The sale of PC Tools to a major American corporation is in keeping with other technology deals involving unique Australian intellectual property going offshore. Another high profile example is the sale of Radiata to Cisco Systems in 2000 for $US295 million.
The stunning performance of Packer's astute investment in PC Tools has not been matched by his investments in financial services through Ellerston GEMS Fund and Challenger Financial Services. However, there is hope that Challenger is finally in a position to deliver the performance that has been promised for so long.
Ellerston GEMs Fund was listed last year after the sale of $600 million in units. It is an absolute return fund managed by CPH subsidiary Ellerston Capital. It promised returns that were not correlated to major equity markets through a range of investment strategies including short selling.
But after trading at a discount to net tangible assets (NTA) for some time, CPH decided to delist the fund and provide unitholders with an opportunity to redeem their units. The proposal will cap redemptions at 10 per cent of the fund in September this year at a 7.5 per cent discount to NTA and 50 per cent of the fund in September 2009 at a 7.5 per cent discount to NTA. The remainder can be redeemed in September 2010 at NTA.

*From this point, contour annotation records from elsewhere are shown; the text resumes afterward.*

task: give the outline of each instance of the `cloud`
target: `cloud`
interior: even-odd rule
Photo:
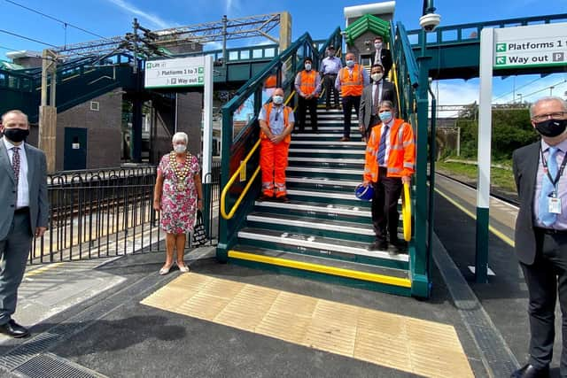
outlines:
[[[175,26],[175,23],[166,21],[165,19],[161,19],[159,16],[156,16],[155,14],[144,12],[141,9],[136,8],[135,5],[132,5],[131,4],[124,0],[107,0],[107,1],[118,6],[119,8],[121,8],[122,10],[128,12],[128,13],[133,13],[136,16],[139,16],[150,21],[154,26],[159,28],[165,29],[165,28],[172,27],[173,26]]]
[[[240,14],[242,7],[239,0],[226,0],[226,14],[228,17],[235,17]]]
[[[478,81],[447,80],[433,81],[431,90],[439,105],[464,105],[478,104]],[[439,112],[439,117],[455,117],[458,112]]]

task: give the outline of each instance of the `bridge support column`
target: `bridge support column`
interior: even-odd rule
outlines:
[[[291,15],[287,12],[280,13],[280,47],[281,53],[291,45]]]
[[[429,188],[427,185],[428,152],[428,126],[429,126],[429,66],[431,57],[425,55],[425,31],[419,35],[422,45],[422,55],[417,58],[419,63],[419,87],[417,89],[417,129],[416,140],[416,231],[415,231],[415,261],[412,261],[412,295],[415,297],[429,297],[429,266],[431,256],[431,245],[427,245],[426,227],[429,220],[429,212],[433,209],[428,205]]]
[[[47,172],[56,171],[57,157],[57,108],[55,96],[57,88],[57,54],[49,49],[42,54],[42,104],[39,107],[38,148],[45,152]],[[50,90],[48,98],[48,75],[51,76]]]
[[[47,172],[56,171],[57,157],[57,108],[55,106],[39,107],[39,138],[38,147],[45,152]]]

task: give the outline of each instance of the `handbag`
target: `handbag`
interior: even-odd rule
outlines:
[[[193,246],[199,247],[207,242],[205,224],[203,223],[203,214],[200,210],[197,210],[197,222],[193,228]]]

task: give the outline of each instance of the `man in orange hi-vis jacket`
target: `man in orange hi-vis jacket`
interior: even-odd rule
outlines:
[[[260,167],[262,170],[260,201],[276,196],[281,202],[289,202],[285,189],[287,155],[293,130],[293,111],[284,104],[284,89],[276,88],[272,102],[265,104],[258,117],[260,120]]]
[[[411,125],[395,118],[392,101],[380,104],[380,123],[372,128],[366,146],[364,184],[372,185],[372,223],[376,241],[369,251],[385,251],[386,240],[398,250],[407,247],[398,238],[398,199],[403,184],[409,184],[416,169],[416,143]]]

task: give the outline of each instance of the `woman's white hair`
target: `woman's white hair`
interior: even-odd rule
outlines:
[[[178,133],[174,134],[174,136],[171,138],[171,143],[175,143],[176,141],[179,141],[182,139],[183,140],[183,142],[185,142],[185,144],[189,143],[189,136],[187,136],[187,134],[183,133],[183,131],[180,131]]]

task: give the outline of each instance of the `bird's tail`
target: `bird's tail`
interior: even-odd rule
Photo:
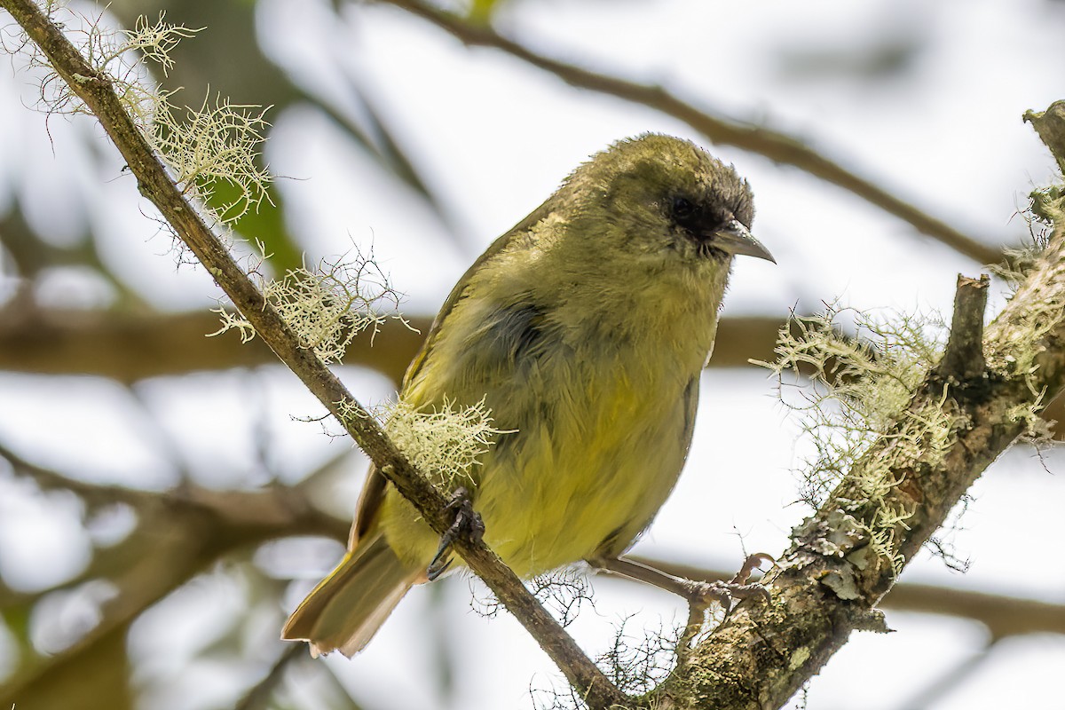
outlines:
[[[424,569],[411,569],[378,530],[359,541],[285,622],[281,638],[307,641],[311,654],[362,650]]]

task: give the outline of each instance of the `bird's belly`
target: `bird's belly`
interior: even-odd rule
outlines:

At the current NTA of $2.23, securityholders are facing capital losses on their original investment of about 18 per cent. The Ellerston GEMS Fund was marketed in tandem with a gearing offer from ANZ allowing investors to pay 50 cents and borrow the remaining $2 from ANZ. That strategy would have backfired badly.
The delisting proposal will allow Ellerston to retain management fees while giving frustrated investors an opportunity to either get out or wait for a turnaround in performance. CPH owns about 14 per cent of the fund but will not be participating in any redemption.
Turning to Challenger Financial Services, which is owned 20 per cent by CPH, Packer keeps a close eye on the business through his position as non-executive director. His chosen CEO, Mike Tilley, stepped down today after four years in the job. He will be replaced by his deputy, Dominic Stevens.
Tilley effectively cleaned the slate for Stevens by pulling out of financial planning at a loss of $20 million and writing off various strategic investments. Areas that Tilley could not control, such as movements in markets, caused a $270 million hit to the accounts.
Chairman Peter Polson said Tilley's departure was through mutual agreement. He said the analysis of Tilley's achievements should be seen from the perspective of the company's liquidity and balance sheet strength. Challenger has $750 million in excess capital and low gearing at a corporate level.
Polson said Packer continued to play an active role at board level. He said the delisting of Ellerston GEMs had no implications for Challenger, which has been touted as a possible CPH privatisation prospect.
Challenger is maintaining an optimistic view of the securitisation market. Stevens says mortgage origination deals will return in the next year but in smaller tranches than previously.
Stevens says one of the biggest opportunities for Challenger is in annuities, a business that has been boosted by $1.5 billion with the purchase of the AXA annuities book. He says fixed rate, fixed term annuity products will come back in to fashion.
Challenger's funds management operations suffered a 19 per cent decline in assets under management in the period, but Stevens said the equities division was "doing OK”.